Note(s): *PHC-Primary healthcare

Politicians described PHC as playing a central role in healthcare and referred to laws that obligate PHC to coordinate patient care with the municipality and maintain patient continuity. They also argued that, from an economic perspective, it is better for patients first to visit PHC since it prevents the use of much more expensive specialist care (hospital care). Politicians viewed healthcare professionals as experts in maintaining the central role of PHC (gatekeeper to the rest of healthcare) because of their knowledge regarding when referrals to other healthcare specialists are necessary.

… they [healthcare officials and the regional board] are pretty much in agreement that primary healthcare is the first line of care, it’s a relatively cheap form of care, and it should be easy to get in touch with –P3

… but we still have the responsibility to make sure the money is sufficient … to ensure that we’ll achieve the results we have promised … –P13

The governance of PHC was described as being managed through reimbursement models by financially compensating for specific measures or results that were of interest. Politicians highlighted boundaries in their ability to govern, stipulated either by national-level politicians, the region’s political and organisational structure or the politicians' power to adjust reimbursement models. For instance, politicians emphasised that financial compensation was applied to motivate PHC organisations to work towards their (the politicians') goals for PHC and achieve good quality of care. Nationally set goals and financial compensation affect regional PHC governance. For instance, national directions were often understood as “not freely chosen work” (P10) – whether or not they were stipulated by law – and politicians acknowledged it changed regional goals, especially if the national directions/goal fulfilments were combined with financial compensation. PHC governance was tightly entwined with politicians' ability to adjust their region’s reimbursement models. Politicians described not having the power to make demands or withhold financial compensation for those PHC practices that did not fulfil official requirements. In contrast, other politicians expressed that they could “rule with both a stick and a carrot” (P14) by not reimbursing unfulfilled goals or adding monetary compensation for goals that are of specific interest to them.

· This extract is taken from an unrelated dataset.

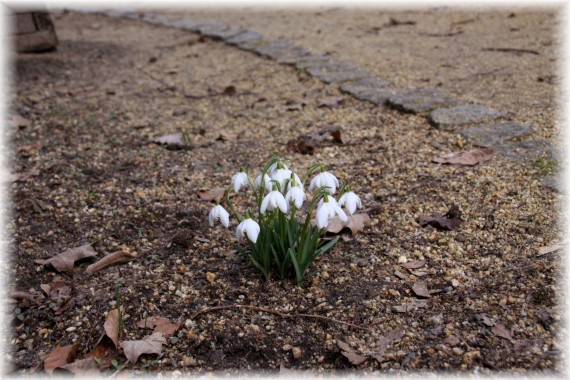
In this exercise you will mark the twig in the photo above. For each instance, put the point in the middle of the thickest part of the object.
(544, 355)
(512, 50)
(283, 315)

… Well, then we put money toward it and decided … that the care units may not be reimbursed for any number of listed patients with a physician [in PHC], and that's our way of reducing the number of listed patients per physician –P14

In this narrative, any issues with PHC governance are referred to as “challenges”. For instance, good accessibility rates for PHC were challenged by politicians' lack of freedom to employ personnel or compete for staff against other regions by offering higher wages because they lack financial resources. Meanwhile, solutions were attributed to freeing up time, which could compensate for staffing issues or poor PHC accessibility by streamlining administration, implementing new technical advancements and changing laws. For instance, instead of sending summons digitally, ordinary mail could save time.

Other time-saving solutions included allowing patients to book their own appointments digitally, contact their PHC centre through chat functions and allow PHC operations to offer “net-based visits” (P7) through video. Additionally, national-level politicians could, by changing the law, contribute to more effective use of PHC professionals time. One politician explained how the existing law allowed general physicians to recover for 48 h after weekend duties. However, some physicians use this recovery time to work in other regions or private alternatives, while the ordinary region’s PHC operations remain understaffed.

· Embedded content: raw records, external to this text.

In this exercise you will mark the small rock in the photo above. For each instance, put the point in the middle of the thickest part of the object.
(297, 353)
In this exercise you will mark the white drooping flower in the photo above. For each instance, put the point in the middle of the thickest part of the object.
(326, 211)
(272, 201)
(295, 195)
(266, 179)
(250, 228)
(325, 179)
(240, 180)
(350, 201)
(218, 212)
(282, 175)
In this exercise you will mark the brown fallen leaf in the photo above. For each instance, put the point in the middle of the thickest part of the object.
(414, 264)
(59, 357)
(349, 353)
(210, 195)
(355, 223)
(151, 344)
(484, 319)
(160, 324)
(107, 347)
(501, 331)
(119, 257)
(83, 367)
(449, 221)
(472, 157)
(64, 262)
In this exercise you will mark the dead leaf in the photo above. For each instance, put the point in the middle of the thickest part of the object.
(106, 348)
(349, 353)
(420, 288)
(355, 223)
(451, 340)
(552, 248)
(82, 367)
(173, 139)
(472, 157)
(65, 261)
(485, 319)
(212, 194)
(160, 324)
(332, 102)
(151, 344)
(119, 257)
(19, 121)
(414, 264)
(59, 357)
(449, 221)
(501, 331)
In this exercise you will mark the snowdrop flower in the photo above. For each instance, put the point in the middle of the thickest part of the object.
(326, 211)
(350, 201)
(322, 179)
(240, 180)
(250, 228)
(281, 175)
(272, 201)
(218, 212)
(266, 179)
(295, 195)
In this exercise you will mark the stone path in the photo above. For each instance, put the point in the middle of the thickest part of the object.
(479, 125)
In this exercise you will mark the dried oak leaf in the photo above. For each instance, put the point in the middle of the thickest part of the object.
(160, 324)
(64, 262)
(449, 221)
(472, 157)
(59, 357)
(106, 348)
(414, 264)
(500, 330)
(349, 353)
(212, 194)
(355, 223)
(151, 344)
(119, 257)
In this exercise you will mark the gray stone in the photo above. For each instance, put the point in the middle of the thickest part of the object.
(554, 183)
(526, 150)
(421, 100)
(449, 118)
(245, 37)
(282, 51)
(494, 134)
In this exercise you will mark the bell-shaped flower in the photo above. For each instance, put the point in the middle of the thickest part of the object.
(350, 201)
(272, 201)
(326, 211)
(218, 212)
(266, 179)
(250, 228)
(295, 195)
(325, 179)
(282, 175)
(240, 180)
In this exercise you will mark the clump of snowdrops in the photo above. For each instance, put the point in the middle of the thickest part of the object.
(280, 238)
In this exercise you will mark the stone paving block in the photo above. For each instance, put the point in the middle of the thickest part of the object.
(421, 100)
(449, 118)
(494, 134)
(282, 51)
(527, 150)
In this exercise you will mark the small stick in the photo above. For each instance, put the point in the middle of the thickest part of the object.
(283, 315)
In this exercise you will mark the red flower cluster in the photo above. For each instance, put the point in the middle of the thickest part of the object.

… which means that when physicians go on call on a weekend … they get a lot of free time, and the idea with that [free time] is for them to recover … but it doesn't work that way … then they go out and work somewhere else, in another region –P6

Individuals who were viewed as knowledgeable “experts” had a strong influence on long-term political decisions. These individuals were described as having a good reputation, being respected in their field of work, having had a long, successful career or having a wealth of personal knowledge. Politicians problematised how transferring decision-making to individuals seen as “experts” could lead to a narrowed focus. Referring to their experiences governing during the COVID-19 pandemic, politicians stated that they trusted their infection control physician’s advice on how to proceed with the vaccination regime for the region. However, they acknowledged that the expert focused solely on reducing the spread of infection.

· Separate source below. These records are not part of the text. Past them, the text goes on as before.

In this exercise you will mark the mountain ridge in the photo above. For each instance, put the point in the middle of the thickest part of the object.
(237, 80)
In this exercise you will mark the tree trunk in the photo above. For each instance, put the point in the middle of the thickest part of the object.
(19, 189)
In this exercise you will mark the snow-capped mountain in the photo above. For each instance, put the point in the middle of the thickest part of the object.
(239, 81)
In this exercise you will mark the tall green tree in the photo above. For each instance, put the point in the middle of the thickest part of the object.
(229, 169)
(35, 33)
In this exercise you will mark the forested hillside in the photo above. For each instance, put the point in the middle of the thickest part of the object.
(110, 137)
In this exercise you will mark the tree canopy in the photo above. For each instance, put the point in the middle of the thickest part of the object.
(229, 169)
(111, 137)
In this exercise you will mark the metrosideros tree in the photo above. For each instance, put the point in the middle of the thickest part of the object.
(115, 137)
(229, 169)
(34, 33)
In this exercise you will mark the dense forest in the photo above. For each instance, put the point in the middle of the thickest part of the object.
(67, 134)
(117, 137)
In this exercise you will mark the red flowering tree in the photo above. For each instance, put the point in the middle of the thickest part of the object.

… there’s always a political dimension, and I think it can be difficult: that politically we should have, maybe, been a little more involved and made decisions … although … it is difficult. Because I very much trust the professionals who give us advice, or who say ‘let’s do it this way’ –P3

… and we end up in this, it's a medical assessment, and no politician can do that -P9

In this narrative, financial compensations mandated by national-level politicians are described favourably. For instance, the measure of the national waiting-time guarantee, which guarantees citizens a PHC appointment within a set timeframe, was emphasised as a crucial, well-designed indicator because it triggers multiple actions and leads to evaluation. However, politicians problematised the waiting-time guarantee against prioritising resources according to the need and solidarity principles and acknowledged there is a conflict, as patients with less severe healthcare needs are not necessarily those waiting the longest. Moreover, it is easy for care units to “trick” (P9) measurements to get good results (and financial compensation) by changing organisational structures, patient flow or processes. One politician explained how some PHC care units only made appointments one day at a time; when the daily ratio is exhausted, patients are asked to call back the following day. Patients would be registered as having had no waiting time, “but I would say they had waited for two days” (P8). Politicians stated that it is an “important, democratic question” (P2) of what is measured and compensated for in PHC, as “we might not measure what we need to measure” (P2).

In the clinical narrative, PHC’s role is described from a medical and clinical perspective; PHC plays a central role in providing medical assistance to patients, which helps to avoid placing unnecessary, non-medically motivated burdens on units at higher healthcare levels. Moreover, politicians explained that because large volumes of care throughout life will be managed in PHC, PHC plays a coordinating role for patients.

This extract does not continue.